The company has had lots to smile about lately. Union Maritime Ltd., an oil tanker company, is incorporating the WindWings into the design of 16 new boats, but that’s just the beginning, Eatwell said. Companies are already investing in alternative fuels, such as ammonia, hydrogen and even nuclear, and every one of those expensive fuels is made more efficient, a.k.a. cheaper, by adding some form of wind propulsion technology to the mix.
“I’d like to see 50 per cent of vessels fitted with some kind of wind technology within 10 years,” she said. “If we are going to get anywhere near the IMO targets of zero emissions by 2050, then we are already running out of time, and wind is the only technology that is readily available today and capable of making a big difference.”

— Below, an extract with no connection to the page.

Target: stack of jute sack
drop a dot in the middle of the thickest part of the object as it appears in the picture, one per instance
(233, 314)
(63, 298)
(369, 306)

Back in Quebec City, Le Grand admitted he had a greenhouse-gas-spewing flight to catch since his duties as a chief executive called for him to be in meetings in France ASAP and not on a state-of-the-art cargo sailboat that takes 12 days to cross the ocean.
Nonetheless, the vision he had of wind as an answer to the world’s emissions woes in his mid-20s finally seems to be blowing in the right direction as he enters his 40s.
Le Grand believes products such as organic Colombian coffee, champagne, Quebec maple syrup, Caribbean rum and other delights that have a specific identity but aren’t luxury goods are ideal to ship by sailboat given the marketing win, coupled with the environmental good vibes associated with embracing the salt-scented simplicity of an ocean breeze.
But then again, he is not fussy.
“We are logisticians,” he said. “We will ship anything, whatever the client wants, we’re going to get it there by sailboat.”